By the time he got into high school with all his school and extracurricular activities, I was concerned about him having time for a dog. He committed to early morning and evening walks, which I was not going to do. We agreed and even let him pick out the breed after some research.

Here is where we would have done things differently. A key in picking a breed is a dog that fits the family’s lifestyle. As cute as puppies are, they grow up and fulfill the personality of their breed. In hindsight, we would have picked a more mellow breed.

Our son has been fulfilling his agreement except when he’s out of town, when the responsibility falls on his mother and me.   

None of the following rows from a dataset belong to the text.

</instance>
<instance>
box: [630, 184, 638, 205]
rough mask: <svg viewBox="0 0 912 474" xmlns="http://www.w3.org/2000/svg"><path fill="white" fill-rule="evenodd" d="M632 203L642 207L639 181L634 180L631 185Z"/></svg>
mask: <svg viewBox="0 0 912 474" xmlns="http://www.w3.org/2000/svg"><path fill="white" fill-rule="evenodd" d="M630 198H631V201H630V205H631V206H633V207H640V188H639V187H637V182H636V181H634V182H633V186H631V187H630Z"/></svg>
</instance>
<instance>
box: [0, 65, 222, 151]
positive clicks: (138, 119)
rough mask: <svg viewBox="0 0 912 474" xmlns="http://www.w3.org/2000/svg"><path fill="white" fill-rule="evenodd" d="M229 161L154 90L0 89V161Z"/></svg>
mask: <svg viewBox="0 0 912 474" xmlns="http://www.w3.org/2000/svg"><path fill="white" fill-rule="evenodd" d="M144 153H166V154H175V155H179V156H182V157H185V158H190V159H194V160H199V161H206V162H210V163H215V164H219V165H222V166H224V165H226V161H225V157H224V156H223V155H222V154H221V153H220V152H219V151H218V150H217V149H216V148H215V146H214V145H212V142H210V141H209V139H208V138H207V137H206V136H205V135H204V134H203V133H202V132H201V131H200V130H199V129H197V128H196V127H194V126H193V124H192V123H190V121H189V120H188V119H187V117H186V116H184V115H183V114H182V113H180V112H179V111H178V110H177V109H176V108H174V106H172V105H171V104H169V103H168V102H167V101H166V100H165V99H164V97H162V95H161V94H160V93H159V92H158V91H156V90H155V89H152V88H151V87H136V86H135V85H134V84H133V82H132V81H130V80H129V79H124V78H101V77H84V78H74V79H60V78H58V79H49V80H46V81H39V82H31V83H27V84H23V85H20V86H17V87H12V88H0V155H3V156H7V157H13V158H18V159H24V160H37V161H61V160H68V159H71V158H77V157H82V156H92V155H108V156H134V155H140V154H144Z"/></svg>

Judy Halter: We have had our dog, Lucy, for nine years. Timing is everything when you decide to have a pet invited into your family. We learned the hard way by having to give two dogs away because it was too hard to manage four small children and a pet. So when our youngest was 4 and our oldest was 12, we invited Lucy into our family.  

The kids have helped in walking, bathing and feeding her. Now, the boys at home have the job of picking up her poop! They do this willingly because they appreciate that I walk and feed her. They love her and play with her, but their time is limited when it comes to her physical needs, so that is how they help take care of her.  

Pets can be wonderful additions to families, and as long as the parents love and respect them, the children will as well. Again, modeling behavior is the best tool for effective parenting.

Meet our moms (and dad):

Genevieve Suzuki has one 2-year-old daughter. In addition to having her own law practice, she writes feature stories for Encinitas Patch. She is also the author of “The Original Poi Cats on O’ahu,” a children’s book published in Hawaii.

Anastacia Grenda is mom to a 7-year-old son and 4-year-old daughter who never fail to make her laugh every day. She is a longtime writer and editor.

Jennifer Zeglen is a mom to two imaginative girls, ages 4 and 6.  She is also a local naturopathic doctor with a family medicine practice.

Ray Pearson is the father of three children, ages 26, 23 and 17. He lives with his wife in Carlsbad and devotes most of his nonwork time to young people and the Rotary Club.

Judy Adams Halter and Edie High Sanchez are certified Redirecting Children’s Behavior (RCB) instructors with a combined 50 years of parenting experience. Halter is the mother of four children, ages 21, 19, 17 and 14. Sanchez has two grown daughters and three grandchildren; two girls, ages 1 and 5, and a boy, age 7. Both women live in La Jolla.